Hey all you wild cats, do-gooders and steadfast rebels out there,
Our movement is living through a painful rebirth… “There has been a
unfortunate consolidation of power in #OWS,” writes one founding
Zuccotti. “This translates into ideological dominance and recurring
lines of thought. We are facing a nauseating poverty of ideas.” Burned
out, out of money, out of ideas… seduced by salaries, comfy offices,
book deals, old lefty cash and minor celebrity status, some of the most
prominent early heroes of our leaderless uprising are losing the edge
that catalyzed last year’s one thousand encampments. Bit by bit,
Occupy’s first generation is succumbing to an insidious
institutionalization and ossification that could be fatal to our young
spiritual insurrection unless we leap over it right now. Putting our
movement back on track will take nothing short of a revolution within
Occupy.
The new tone was set on Earth Day, April 22, in a suburb bordering
Berkeley, California when a dozen occupiers quietly marched a small
crowd to a tract of endangered urban agricultural land, cut through the
locked fence and set up tents, kitchens and a people’s assembly. Acting
autonomously under the banner of Occupy, without waiting for approval
from any preexisting General Assembly,
Occupy The Farm
was notable for its sophisticated preplanning and careful execution —
they even brought chickens — that offered a positive vision for the
future and engendered broad community support.
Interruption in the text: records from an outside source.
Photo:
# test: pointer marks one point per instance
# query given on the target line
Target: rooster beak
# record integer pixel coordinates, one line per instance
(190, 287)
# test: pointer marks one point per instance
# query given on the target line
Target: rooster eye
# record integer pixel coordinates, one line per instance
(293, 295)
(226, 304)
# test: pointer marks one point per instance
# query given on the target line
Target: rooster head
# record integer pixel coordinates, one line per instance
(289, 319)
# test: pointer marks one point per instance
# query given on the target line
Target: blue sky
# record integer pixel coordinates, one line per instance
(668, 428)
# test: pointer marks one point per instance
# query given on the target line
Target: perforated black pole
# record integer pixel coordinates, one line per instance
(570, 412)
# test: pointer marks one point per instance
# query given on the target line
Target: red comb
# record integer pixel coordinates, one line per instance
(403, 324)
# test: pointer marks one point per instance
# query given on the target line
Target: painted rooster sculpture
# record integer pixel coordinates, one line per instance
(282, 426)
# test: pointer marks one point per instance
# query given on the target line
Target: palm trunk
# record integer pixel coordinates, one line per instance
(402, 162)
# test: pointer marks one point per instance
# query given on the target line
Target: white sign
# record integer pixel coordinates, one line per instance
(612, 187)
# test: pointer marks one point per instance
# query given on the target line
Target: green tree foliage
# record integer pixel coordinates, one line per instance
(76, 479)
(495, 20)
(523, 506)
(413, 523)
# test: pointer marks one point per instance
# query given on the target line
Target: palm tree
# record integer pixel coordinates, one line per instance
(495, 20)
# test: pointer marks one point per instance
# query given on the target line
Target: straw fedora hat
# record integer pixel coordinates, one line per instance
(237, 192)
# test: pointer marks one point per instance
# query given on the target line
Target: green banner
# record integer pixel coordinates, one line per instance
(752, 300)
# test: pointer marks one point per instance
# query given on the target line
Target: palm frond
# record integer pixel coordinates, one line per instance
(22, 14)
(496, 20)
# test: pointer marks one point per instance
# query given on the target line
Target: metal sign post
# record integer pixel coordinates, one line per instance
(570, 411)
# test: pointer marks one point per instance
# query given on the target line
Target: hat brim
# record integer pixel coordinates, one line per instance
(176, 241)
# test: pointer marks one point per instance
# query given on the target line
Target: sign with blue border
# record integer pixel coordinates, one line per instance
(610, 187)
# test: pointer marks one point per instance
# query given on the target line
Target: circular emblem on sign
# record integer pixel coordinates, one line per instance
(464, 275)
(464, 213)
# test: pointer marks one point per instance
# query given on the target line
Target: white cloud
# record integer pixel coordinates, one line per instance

While encampments across
the world were unable to re-establish themselves on
May Day, this small cadre of farm occupiers boldly maintained their inspiring occupation for nearly four weeks.
In Minneapolis, a core of occupiers have launched an
Occupy Homes
campaign that is unique for its edgy tenacity. “What is unusual, in
fact utterly unprecedented, is the level of aggression and defiance of
the law by these activists,” a spokesperson for Freddie Mac, a U.S.
corporation that trades in mortgages,
told
a local paper. “Over the past week … the city has tossed out protesters
and boarded up the house, only to see the demonstrators peel back the
boards and use chains, concrete-filled barrels and other obstacles to
make it more difficult to carry them away,” the article
reports.
Last Friday, police were so desperate to prevent a re-occupation of the
foreclosed home that they surrounded the house with “30 Minneapolis
police officers with batons” and “over two dozen marked and undercover
squad cars and a paddy wagon.” Occupiers
responded
by laughing and signing songs… joyous in their struggle to elevate the
home into an symbol of democratic resistance to the banks.
In its own sweet way, our movement is now moving beyond the Zuccotti
model and developing a tactical imperative of its own: Small groups of
fired up second generation occupiers acting independently, swiftly and
tenaciously pulling off myriad visceral local actions, disrupting
capitalist business-as-usual across the globe.
The next big bang to capture the world’s imagination could come not
from a thousand encampments but from a hundred thousand ephemeral jams… a
global cascade of flash encampments may well be what this hot Summer
will look like.
Meanwhile, tents are up once again in
Tahrir Square and youth from
Quebec to
Auckland to
Moscow to
Oakland are rising up against a future that does not compute.
Stay loose, play jazz, keep the faith … Capitalism is crashing and our movement has just begun.